Peptide-Assisted Nonenzymatic RNA Replication in Coacervate Droplets

Speaker
Tony Z. Jia (Harvard University, Massachusetts General Hospital, Howard Hughes Medical Institute, US)
Date
September 20, 2016
Time
11:00
Room

ELSI-1 Building - 102 ELSI Hall

The nonenzymatic replication of RNA is thought to have been a critical aspect of the chemistry of the origin of life. One unsolved difficulty with nonenzymatic RNA replication is that template-directed copying of RNA results in a double-stranded product; following strand separation, rapid strand reannealing outcompetes slow nonenzymatic template copying, rendering multiple rounds of RNA replication impossible.

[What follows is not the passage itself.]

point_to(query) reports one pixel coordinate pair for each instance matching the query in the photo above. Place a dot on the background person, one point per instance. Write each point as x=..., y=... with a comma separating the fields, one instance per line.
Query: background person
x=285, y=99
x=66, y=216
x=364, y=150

Here we show that oligoarginine peptides slow annealing of complementary oligoribonucleotides by up to several thousand-fold; however, short primers and activated monomers can still bind to template strands, and template-directed primer extension can still occur within a phase-separated condensed state, or coacervate. Furthermore, we show that within this phase, partial template copying occurs even in the presence of full-length complementary strands. This method for enabling further rounds of replication suggests one mechanism by which short, non-coded peptides could have enhanced early cellular fitness, potentially explaining how longer, coded peptides, i.e. proteins, came to prominence in modern biology.